I started at PPSA because I applied to volunteer for them in 2005 when I finished university. Then they were hiring staff so I applied and got the job! I started as an account assistant and then I moved to account & admin and then up to HR manager.
Why did you want to work for PPSA?
I joined one of their music classes for two months when I was studying in university and I fell in love with working in Phare. It was close to my family as well which was important.
What did you like about working there?
Firstly I could help other communities which meant that I could help support the poor people. Really it’s the social mission – it can help a lot of Cambodian people to improve their education through the arts and I really like this.
I have heard a lot about the problems during the Khmer Rouge period and some parts of my family also had a lot of difficulty at that time. My parents moved to live in the Khmer-Thai border camps and then we moved back to Battambang. Growing up I heard that there were and still are so many problems in Cambodia, especially in my town and so I really want to do something for my people.
What is your family’s story?
They were living in Ostuk village, it’s about 25km from Battambang town.

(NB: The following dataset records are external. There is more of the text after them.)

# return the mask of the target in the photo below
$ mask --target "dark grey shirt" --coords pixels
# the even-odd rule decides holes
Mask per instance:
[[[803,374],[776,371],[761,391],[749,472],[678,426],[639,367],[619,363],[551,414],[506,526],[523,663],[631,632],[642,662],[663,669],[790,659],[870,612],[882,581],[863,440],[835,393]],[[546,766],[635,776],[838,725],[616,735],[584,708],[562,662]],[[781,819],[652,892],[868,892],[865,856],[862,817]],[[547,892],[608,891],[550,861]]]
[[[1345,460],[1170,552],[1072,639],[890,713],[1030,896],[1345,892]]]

At the time that it was Khmer Rouge I was not born yet but my parents were married already. With all the problems at that time the villagers asked my father to be a solider – he didn’t really like it. Then he got very sick with malaria and he nearly died. He thought ‘I need to find some place that I can live safely’ and he decided to escape and live in the border refugee camps. There, there was a hospital and everything.
We lived there from 1984 till about 1992 I think. I was born in the refugee camp – I don’t remember much from that time. What I do remember is that it was very scary. At that time we had to move from one place to one place within the refugee camps.

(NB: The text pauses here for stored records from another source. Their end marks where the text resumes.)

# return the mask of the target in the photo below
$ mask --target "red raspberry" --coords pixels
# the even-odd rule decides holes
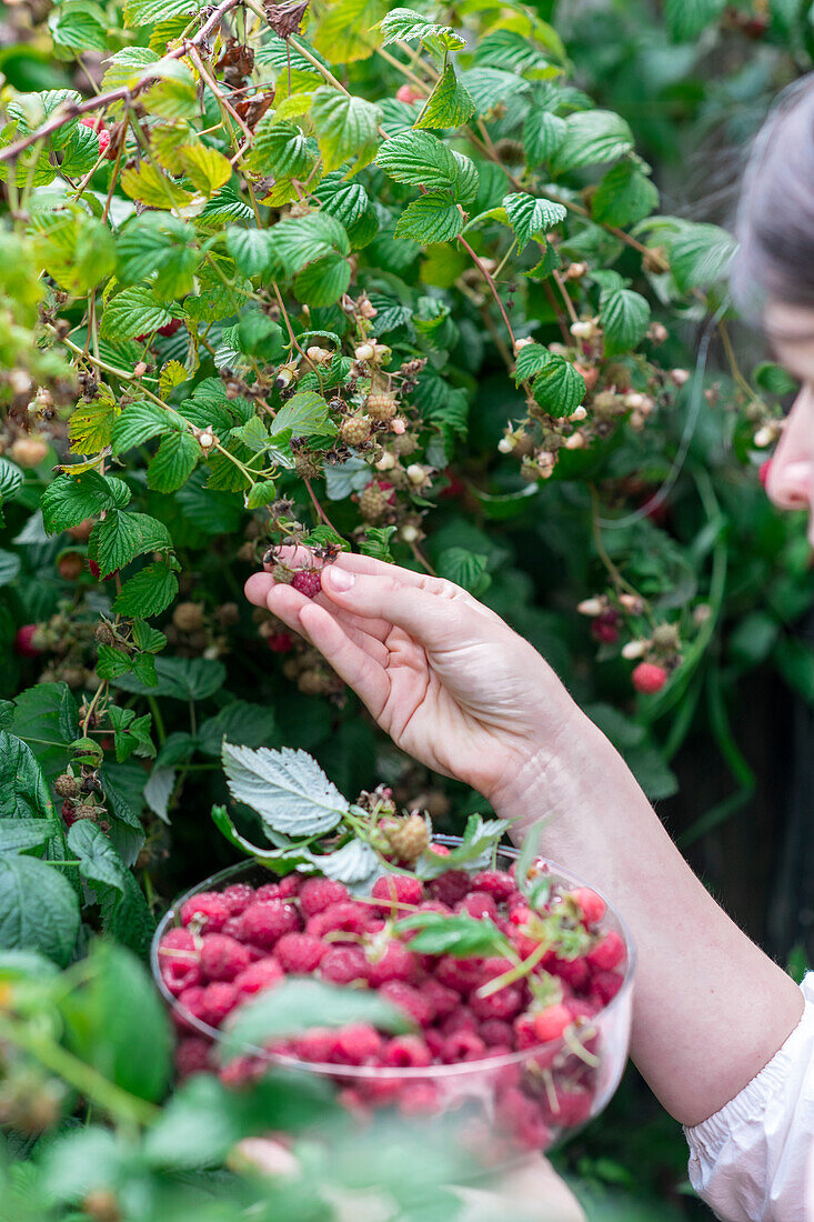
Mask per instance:
[[[468,913],[477,920],[497,920],[497,904],[485,891],[471,891],[455,906],[457,913]]]
[[[534,1015],[534,1030],[540,1044],[561,1040],[566,1026],[571,1024],[571,1014],[561,1004],[546,1006]]]
[[[386,874],[376,879],[370,892],[374,899],[380,899],[381,908],[391,908],[394,904],[417,906],[424,898],[424,887],[420,879],[414,879],[409,874]]]
[[[324,980],[337,985],[350,985],[353,980],[368,979],[368,960],[359,946],[330,946],[319,964]]]
[[[285,899],[255,901],[241,916],[243,940],[270,951],[284,934],[299,929],[299,913]]]
[[[506,1048],[512,1051],[515,1045],[515,1030],[511,1023],[504,1023],[500,1018],[488,1018],[478,1029],[478,1035],[488,1048]]]
[[[464,1028],[446,1037],[444,1061],[447,1064],[457,1064],[458,1061],[483,1061],[485,1055],[486,1045],[475,1031]]]
[[[515,895],[515,880],[506,870],[483,870],[472,880],[475,891],[486,891],[497,903]]]
[[[439,874],[438,879],[433,879],[428,891],[433,899],[440,899],[441,903],[455,908],[469,891],[471,882],[466,870],[447,870],[445,874]]]
[[[265,638],[265,643],[273,654],[290,654],[295,645],[290,632],[273,632]]]
[[[182,924],[191,925],[194,921],[198,929],[205,930],[207,934],[220,934],[229,916],[224,897],[216,891],[202,891],[187,899],[181,909]]]
[[[15,634],[15,653],[21,657],[39,657],[42,649],[34,645],[35,623],[24,623]]]
[[[210,1026],[220,1026],[227,1014],[235,1009],[240,1001],[236,985],[225,980],[216,980],[207,985],[199,1002],[199,1018]]]
[[[315,599],[323,589],[323,583],[315,568],[302,568],[295,573],[291,587],[299,594],[304,594],[307,599]]]
[[[433,1022],[433,1007],[418,989],[406,985],[403,980],[389,980],[379,990],[379,996],[412,1018],[419,1026],[429,1026]]]
[[[200,947],[200,970],[207,980],[233,980],[251,963],[248,947],[226,934],[207,934]]]
[[[211,1044],[203,1035],[189,1035],[175,1048],[175,1072],[178,1078],[207,1073],[211,1068]]]
[[[592,968],[596,968],[600,971],[610,971],[611,968],[618,967],[625,958],[625,942],[615,929],[610,929],[588,951],[585,958]]]
[[[434,976],[429,976],[422,984],[422,997],[433,1007],[433,1020],[446,1018],[452,1011],[461,1004],[461,993],[456,992],[455,989],[447,989],[442,985],[440,980]]]
[[[387,1040],[381,1053],[381,1064],[395,1069],[423,1069],[431,1061],[430,1050],[419,1035],[397,1035]]]
[[[606,1006],[620,991],[623,980],[625,976],[621,971],[595,971],[590,981],[592,996],[598,997],[603,1006]]]
[[[307,975],[309,971],[314,971],[326,951],[328,942],[323,942],[312,934],[284,934],[274,948],[282,970],[293,975]]]
[[[579,908],[585,925],[598,925],[607,912],[607,904],[603,897],[598,896],[590,887],[577,887],[576,891],[571,892],[571,898]]]
[[[312,1026],[295,1041],[295,1051],[301,1061],[314,1061],[319,1064],[330,1062],[336,1033],[325,1026]]]
[[[370,964],[368,980],[374,989],[389,980],[403,980],[411,984],[418,975],[418,958],[401,942],[390,941],[380,959]]]
[[[331,904],[350,899],[347,887],[332,879],[306,879],[299,888],[299,908],[306,916],[315,916]]]
[[[240,916],[254,899],[254,887],[249,887],[248,882],[233,882],[220,895],[231,915]]]
[[[469,1006],[478,1018],[500,1018],[508,1020],[515,1018],[523,1009],[524,996],[519,985],[505,985],[497,992],[488,997],[479,997],[478,992],[469,993]]]
[[[369,1064],[381,1051],[384,1040],[369,1023],[352,1023],[334,1033],[330,1059],[347,1066]]]
[[[655,662],[639,662],[631,679],[637,692],[653,695],[655,692],[660,692],[667,682],[667,672],[664,666],[656,666]]]
[[[285,978],[285,971],[277,960],[268,954],[264,959],[258,959],[243,968],[238,976],[235,976],[235,987],[242,997],[251,997],[253,993],[274,989]]]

What my parents tell me is that there was a lot of danger, the Khmer Rouge tried to do something on the border and then more and more people were coming and they tried to move people from one place to one place to make sure they were in a safe place and we wanted to leave Cambodia and live in other country as USA or Australia.. But we can’t because we don’t have any money at that time. This is what I understand anyway.
What happened after the refugee camps?
After that we moved to Battambang. My father had been learning about medicine in the refugee camp, he was helping in the hospital and learning English so when he came back to Battambang he was working for the UN to continue to help the Khmer people.
I was so happy to return to my family’s home and meet other families in Battambang. I started to go to school, make some friends. We didn’t have a lot of things in the beginning – not even a motorbike so it was very difficult. Step by step my parents bought some land close to town and built a small house on it.
Where are your parents now?
They have a farm now and are enjoying their lives because they are retired. My father worked for 25 years with the UN and World Vision and so now he can relax.
He worked very hard to be able to send me and my siblings to study and get a good education. I am so very proud of him. There are so many people who do not get that opportunity so I am very proud of my parents.
My sister is working in a law firm in Phnom Penh, my brother is working in agriculture and then my younger sister is studying to be a doctor. It’s all with the support of my parents. I can’t really imagine how far they have come.
I really admire my parents because of all they did for us. It’s a really good experience for me to look at for my son in the future. How we can really educate our children, how we can find a way to help the Cambodian people and to have a good life after.
What did you enjoy at school?
In the beginning more management and all of that. I used to go to the countryside a lot with my parents and see how they worked with the communities to help facilitate things and so I really like that kind of work. I had a good influence from my father.
What are your dreams for your son?
My son is almost 6 years old. I think that I just need to provide him with the best education that I can. I will try work and get the money so that I can send him to study. I’d love to be able to send him to study maybe in France, or another country so that he can have the best education possible and then he can come back to help the Cambodian people.
What is your own life goal?
My dream is to have my own business: To have a gallery and a place where I can welcome people from around the world. I would like to have a shop that has the souvenirs, coffee and with a gallery – just something small and why not to be a business women.
I’ve also dreamed about becoming a producer. I wish I can take Cambodian artists to perform around the world.
Why do you think it’s so important to help others in your community?
First I am Cambodian. Second because I grew up in a difficult situation and heard about all the problems at that time that still continue today and I want to change that. To do something good for other Cambodian children.